Les scissions ont la dent dure

Que peut-on encore dire, ou écrire, sans se répéter lorsque les drames se suivent, se ressemblent, et frappent, encore et encore, les Libanais au cœur où qu’ils soient. En cette période, dite de fêtes, les forces de l’ordre, avait-on annoncé, protégeraient particulièrement les lieux de culte. Les criminels ont sévi ailleurs. Ne méritons-nous pas une paix, même provisoire? Une trêve des confiseurs à l’instar d’autres pays qui connaissent des turbulences? Sommes-nous condamnés à l’austérité que nous impose une importante tranche de la population avec laquelle nous partageons le droit du sol? Nous ne pouvons pas nous reconnaître dans ceux qui, sans ciller, tuent aveuglément. Mais, évidemment, nous sommes abandonnés à notre sort, n’ayant rien à offrir aux grandes puissances en contrepartie d’une aide, même morale. C’est à peine si les journaux télévisés étrangers ont consacré un titre à cet acte de terrorisme, d’autres drames à travers le monde constituaient leur priorité. Nous n’avons plus rien à perdre, sinon notre dignité, et nous ne le permettrons pas. Nous nous demandions, la semaine dernière, si un chiffre à la fin de l’année pouvait apporter le changement. La réponse nous a été fournie. De toute évidence, ce n’est pas le 2 janvier que nous reverrons sourire les familles qui ont perdu des proches ou même simplement des biens irréparables.

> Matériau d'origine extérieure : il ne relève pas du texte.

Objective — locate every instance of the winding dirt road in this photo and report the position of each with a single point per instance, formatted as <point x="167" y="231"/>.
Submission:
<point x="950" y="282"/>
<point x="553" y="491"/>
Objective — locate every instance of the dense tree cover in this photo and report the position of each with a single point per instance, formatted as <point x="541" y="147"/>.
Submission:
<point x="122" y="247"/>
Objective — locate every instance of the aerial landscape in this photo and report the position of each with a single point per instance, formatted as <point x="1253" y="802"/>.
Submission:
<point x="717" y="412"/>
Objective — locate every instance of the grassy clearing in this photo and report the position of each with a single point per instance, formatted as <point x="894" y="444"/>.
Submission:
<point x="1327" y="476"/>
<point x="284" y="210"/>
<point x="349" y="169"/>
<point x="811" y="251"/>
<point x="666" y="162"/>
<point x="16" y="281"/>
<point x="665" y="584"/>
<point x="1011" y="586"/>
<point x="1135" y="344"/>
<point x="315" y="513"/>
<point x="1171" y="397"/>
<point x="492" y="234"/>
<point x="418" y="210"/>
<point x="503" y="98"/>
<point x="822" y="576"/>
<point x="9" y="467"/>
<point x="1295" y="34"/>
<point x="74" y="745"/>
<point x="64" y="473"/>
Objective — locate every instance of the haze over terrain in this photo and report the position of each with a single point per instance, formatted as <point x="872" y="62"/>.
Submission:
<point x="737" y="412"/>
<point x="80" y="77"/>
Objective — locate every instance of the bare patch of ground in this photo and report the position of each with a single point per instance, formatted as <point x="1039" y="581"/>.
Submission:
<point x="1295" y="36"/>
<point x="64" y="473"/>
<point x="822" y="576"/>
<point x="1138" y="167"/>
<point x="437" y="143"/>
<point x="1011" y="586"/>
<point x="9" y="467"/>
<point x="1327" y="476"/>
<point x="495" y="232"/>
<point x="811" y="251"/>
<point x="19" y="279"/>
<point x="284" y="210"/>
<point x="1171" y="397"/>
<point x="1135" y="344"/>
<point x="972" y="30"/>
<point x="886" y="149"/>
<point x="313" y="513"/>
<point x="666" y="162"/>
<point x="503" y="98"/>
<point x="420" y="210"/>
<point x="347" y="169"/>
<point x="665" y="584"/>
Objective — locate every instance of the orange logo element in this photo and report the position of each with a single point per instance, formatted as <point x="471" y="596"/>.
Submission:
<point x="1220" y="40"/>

Une question est sur toutes les lèvres et à la «une» de tous les médias. Pourquoi Mohammad Chatah? La réponse est claire pour nombre d’analystes. Par la modération de son discours et la force de ses convictions, Mohammad Chatah était l’ennemi parfait de ceux qui combattent l’école à laquelle ils n’adhéraient pas. Quant à l’adolescent Mohammad Chaar, le destin a voulu qu’il se trouve au mauvais endroit et au mauvais moment. Dans la série noire qui a ponctué notre vie depuis des décennies, les Mohammad Chaar, victimes innocentes, ne se comptent plus. Illustres inconnus, ils font les frais des crimes dont les dirigeants au fil des années n’ont pas su les protéger. Leur souvenir, flou dans la mémoire collective, reste vivace dans l’esprit et le cœur de leurs familles et de leurs proches. La responsabilité de ces drames incombe à ceux qui ont permis que leurs auteurs échappent à la justice et courent toujours se sachant intouchables pour de multiples raisons. On pourrait nous accuser de mauvaise foi si cette réalité n’était pas flagrante, car toutes les raisons sont bonnes pour justifier le laxisme qui caractérise les enquêtes.
Après le choc qui a secoué le pays, ce dernier vendredi de 2013, et l’horreur d’un acte difficilement qualifiable, les scissions libanaises ont refait surface avec une force de plus en plus violente. La formation d’un gouvernement devenue urgente s’accompagne, non pas de mise en garde aux dirigeants, mais de véritables menaces adressées à tous, par ceux qui n’y auraient pas donné leur bénédiction et le feu vert et qui ne l’accepteraient que sous leurs conditions, conditions rédhibitoires. En tête de la liste ainsi ciblée, le chef de l’Etat dont la «grande trahison» à leurs yeux est la reconnaissance qu’il a exprimée à l’Arabie saoudite, rivale affichée de l’Iran, pour le support qu’elle a offert à l’Armée libanaise, via la France. Mais ce sombre tableau n’éteint pas la fièvre de vivre des Libanais. Malgré la peur au ventre et une profonde tristesse, ils continuent à voir le verre à moitié plein, plutôt que vide. Ils tenteront chacun à son échelle d’enterrer cette sinistre année 2013 en se disant que si 2014 n’est pas meilleure, elle ne peut pas être pire.